You saw this 55-year-old patient in my last blog, “Sigh...Where Are The Easy Ones? Part 1”, so you know that she has a deteriorating joint on the left side as well as severely periodontally involved teeth under the existing bridge. We know that the joint may not be stable and that we need to make sure the patient knows this before we do any treatment and that she is aware that some bite changes will most likely occur. Now to the questions in this blog. All of the abutments under the bridge will be lost as well as the upper right third molar. The only salvageable teeth are the upper right premolars, canine and lateral. Structurally, the lower arch is intact; she may lose the lower left second molar, and the implant in the right lateral position may need to be replaced. So the question is, what is your best solution for this patient? Do we keep every tooth we can or find an alternative? How would you guide her? If you keep the remaining upper teeth what are the considerations? This patient wants the best esthetic result possible. She says she has had “patchwork, I don't want that anymore!” Throw out your ideas and let's see where it takes us.

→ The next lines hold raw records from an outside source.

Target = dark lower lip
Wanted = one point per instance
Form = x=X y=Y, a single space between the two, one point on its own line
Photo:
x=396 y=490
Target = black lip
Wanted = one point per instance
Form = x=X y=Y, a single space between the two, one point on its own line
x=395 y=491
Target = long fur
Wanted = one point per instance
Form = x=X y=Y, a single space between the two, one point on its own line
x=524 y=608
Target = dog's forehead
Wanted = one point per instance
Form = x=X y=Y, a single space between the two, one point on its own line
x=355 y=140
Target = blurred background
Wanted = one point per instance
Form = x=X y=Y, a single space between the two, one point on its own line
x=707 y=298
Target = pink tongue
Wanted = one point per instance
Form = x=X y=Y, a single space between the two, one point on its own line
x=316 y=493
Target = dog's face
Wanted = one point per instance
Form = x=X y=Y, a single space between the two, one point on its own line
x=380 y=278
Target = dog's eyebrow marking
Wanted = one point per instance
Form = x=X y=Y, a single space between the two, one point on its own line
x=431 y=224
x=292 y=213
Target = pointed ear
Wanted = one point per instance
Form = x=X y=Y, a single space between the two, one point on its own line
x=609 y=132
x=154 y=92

Close-up of smile from the front.
Close-up of smile from the left side.
Close-up of smile from the right side.
Close-up of teeth from the front with lips retracted.
Front panaramic x-ray.


Comments

Commenter's Profile Image Paul Ganucheau
January 10th, 2012
I think I would lean more towards a complete upper denture, or an implant supported hybrid prosthesis if the patient's finances allow for it. But first I would place her in a full arch flat plane splint to see if the muscle and joint pains subside before initiating any irreversible treatment. Also, it would allow you to evaluate how much her bite is going to change. This should give you a good idea on how and where to build her occlusion when you rebuild her into a good treatment position or hopefully, a stable adaptive CR position if the condyle stops remodelling.
Commenter's Profile Image Mike Weisbrod
January 11th, 2012
Is there any possibility of: 1)Root banking #9 and #13? 2)Sectioning the bridge and orthodontically extruding the incisors? In hopes of regaining some bone without relying solely on ridge grafting. They might be completely ridiculous ideas, but answers to these two questions would help me to help the patient understand the options available to guide the patient to the best outcome available. If my surgeon told me ridge grafting and soft tissue grafting were going to provide us with stable tissue and bone right where I wanted it- great! Slam dunk. But I need to know where the underlying bone will be to provide the papilla height and gingival margins! I think she is lucky she displays so much tissue, that means we have some room to move things apically and hopefully recreate some papilla. I would start with an equilibration to get all the teeth to touch, make a splint to get the joints and muscles comfortable, then monitor things for awhile. I would also prefer to keep the upper premolars, canine, and lateral incisor for functional occlusion and for stability of tissue and bone- so not everything is relying on the stability of implants. What should I be worried about keeping the natural teeth? Will they compromise the outcome of the final treatment (EFSB) or compromise the future stability of future treatment? A full denture supported by implants is definitely a strong consideration for efficiency, expectations, and outcomes. This one is definitely above and beyond my comfort level, but an awesome brain teaser. Thanks!